Is Indian Pop Music Finally Having Its Global Moment?
- May 27
- 3 min read
Indian pop music is increasingly reaching audiences beyond the global Indian diaspora, driven by streaming platforms, social media discovery, and internationally competitive production quality. Artists like Diljit Dosanjh, AP Dhillon, and A. R. Rahman are signalling a shift where Indian music is no longer only culturally exported — it is beginning to compete for mainstream global attention.

Arijit, Diljit, and the Artists Going International
When Diljit Dosanjh performed at Coachella in April 2023 — the first Punjabi artist to perform at the iconic California festival — it was both a milestone and a signal. When AP Dhillon's "With You" charted internationally and accumulated hundreds of millions of streams, it was another signal. When AR Rahman's Oscar-winning work for Slumdog Millionaire demonstrated 15 years earlier that Indian musical composition could compete globally, it was the first signal. [Likely on the timeline]
The signals are accumulating. The question worth asking honestly is: what exactly is happening, what drove it, and what are its limits?
What Is Actually Happening
Indian music has always had global reach within the Indian diaspora — Bollywood soundtracks have been staples in desi households from London to Toronto to Dubai for decades. What is new is reach beyond the diaspora. Artists like Diljit Dosanjh and AP Dhillon are accumulating audiences that include non-Indian listeners, filling international venues not as diaspora-appeal acts but as artists whose music is being discovered on streaming platforms by people with no prior connection to Indian culture.
This is a meaningful distinction. Diaspora reach is culturally predictable — you export culture to people who already have cultural familiarity with it. Cross-cultural reach — becoming genuinely popular with audiences who have no Indian cultural background — is harder and rarer.
Why Now
Streaming platforms have fundamentally changed how music discovery works globally. Spotify, Apple Music, and YouTube do not have geographic prejudices — an algorithm recommending music based on listening behaviour does not distinguish between an American pop song and a Punjabi pop song if the audio characteristics and listener response patterns are similar. Indian music entering these recommendation systems at scale means it finds global audiences it previously could not reach through label distribution.
The Indian diaspora's social media influence is also disproportionate to its numerical size. Second-generation Indian-origin creators in the US, UK, and Canada have large, racially diverse social media audiences and frequently share Indian cultural content that reaches beyond their own communities. This functions as a taste-making bridge.

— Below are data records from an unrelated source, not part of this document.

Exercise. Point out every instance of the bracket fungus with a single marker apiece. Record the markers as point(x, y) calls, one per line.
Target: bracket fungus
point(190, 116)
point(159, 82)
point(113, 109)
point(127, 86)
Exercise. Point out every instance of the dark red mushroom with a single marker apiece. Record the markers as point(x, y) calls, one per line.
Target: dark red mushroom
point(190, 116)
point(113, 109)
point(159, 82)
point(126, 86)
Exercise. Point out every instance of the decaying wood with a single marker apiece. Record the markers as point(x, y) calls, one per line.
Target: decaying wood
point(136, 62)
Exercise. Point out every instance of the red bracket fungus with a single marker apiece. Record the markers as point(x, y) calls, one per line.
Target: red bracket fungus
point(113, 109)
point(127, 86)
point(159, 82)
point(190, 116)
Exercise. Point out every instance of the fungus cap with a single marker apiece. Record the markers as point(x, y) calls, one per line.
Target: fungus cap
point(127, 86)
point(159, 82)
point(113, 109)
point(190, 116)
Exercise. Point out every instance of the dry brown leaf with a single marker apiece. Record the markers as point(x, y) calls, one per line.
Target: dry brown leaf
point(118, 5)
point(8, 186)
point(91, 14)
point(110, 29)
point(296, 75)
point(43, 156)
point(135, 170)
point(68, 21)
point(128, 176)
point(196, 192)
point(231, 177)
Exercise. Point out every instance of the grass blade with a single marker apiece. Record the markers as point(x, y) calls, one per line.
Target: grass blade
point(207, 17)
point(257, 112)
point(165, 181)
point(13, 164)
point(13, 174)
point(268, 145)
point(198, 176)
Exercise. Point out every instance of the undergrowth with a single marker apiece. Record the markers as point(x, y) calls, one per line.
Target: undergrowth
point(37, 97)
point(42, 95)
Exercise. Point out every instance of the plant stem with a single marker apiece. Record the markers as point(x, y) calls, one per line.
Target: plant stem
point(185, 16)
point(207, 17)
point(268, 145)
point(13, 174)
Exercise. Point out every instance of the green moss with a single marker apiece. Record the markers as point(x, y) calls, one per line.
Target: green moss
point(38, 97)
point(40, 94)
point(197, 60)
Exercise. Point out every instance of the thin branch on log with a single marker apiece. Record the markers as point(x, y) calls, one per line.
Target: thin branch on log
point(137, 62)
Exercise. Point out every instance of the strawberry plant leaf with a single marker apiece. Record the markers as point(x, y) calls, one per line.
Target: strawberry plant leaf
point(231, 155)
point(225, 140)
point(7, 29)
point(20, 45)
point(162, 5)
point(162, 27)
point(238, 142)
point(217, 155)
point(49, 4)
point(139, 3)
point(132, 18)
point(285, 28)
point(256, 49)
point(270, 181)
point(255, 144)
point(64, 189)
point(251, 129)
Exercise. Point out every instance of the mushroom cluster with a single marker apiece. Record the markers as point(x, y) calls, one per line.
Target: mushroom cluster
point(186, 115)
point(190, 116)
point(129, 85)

The production quality gap has also narrowed significantly. Indian pop and Punjabi pop production, at the upper end of the market, is now globally competitive in terms of sound design, mixing, and arrangement. The technical gap that once made Indian commercial music sound provincial to international ears has largely closed.
What Remains Difficult
The crossover success is real but concentrated. Diljit Dosanjh and AR Rahman are not representative of the average Indian artist's global reach. The mainstream of Indian music production — the enormous volume of Bollywood film music, regional film music, and independent releases — still has minimal global reach outside diaspora communities.
Language remains a genuine barrier for audiences without Indian linguistic background. Punjabi pop has had more international traction than Hindi film music partly because its musical characteristics — the bhangra rhythmic base, the energetic production — communicate across language barriers more readily than the melodic structures of Bollywood ballads.
The international music industry's gatekeeping structures — major label distribution, playlist placement, music journalism coverage — are still largely centred in the US and UK, and Indian artists without major label backing operate at a distribution disadvantage. Independent Indian artists building global audiences are doing so primarily through social media and streaming algorithm discovery, which works but is slower than label-supported distribution.
The Classical and Folk Undercurrent
Separate from the pop mainstream, there is a quieter global movement of Indian classical music finding audiences through streaming and social media. Tabla player Zakir Hussain's global collaborations, Carnatic vocalist T.M. Krishna's politically engaged recordings finding audiences in unexpected places, and the global yoga and meditation community's appetite for Indian classical and devotional music — these are smaller but potentially more durable forms of global reach.
What It Means
India is producing global music acts, but the global moment is better described as a beginning than an arrival. The infrastructure — streaming reach, diaspora bridges, production quality — is now in place for Indian artists to compete internationally. Whether that potential becomes a sustained mainstream presence depends on factors including label investment, artist choices about language and cultural specificity, and the unpredictable dynamics of global taste.
What is certain: the next decade will see more Indian artists with genuine international reach than the last decade produced. The ceiling has moved.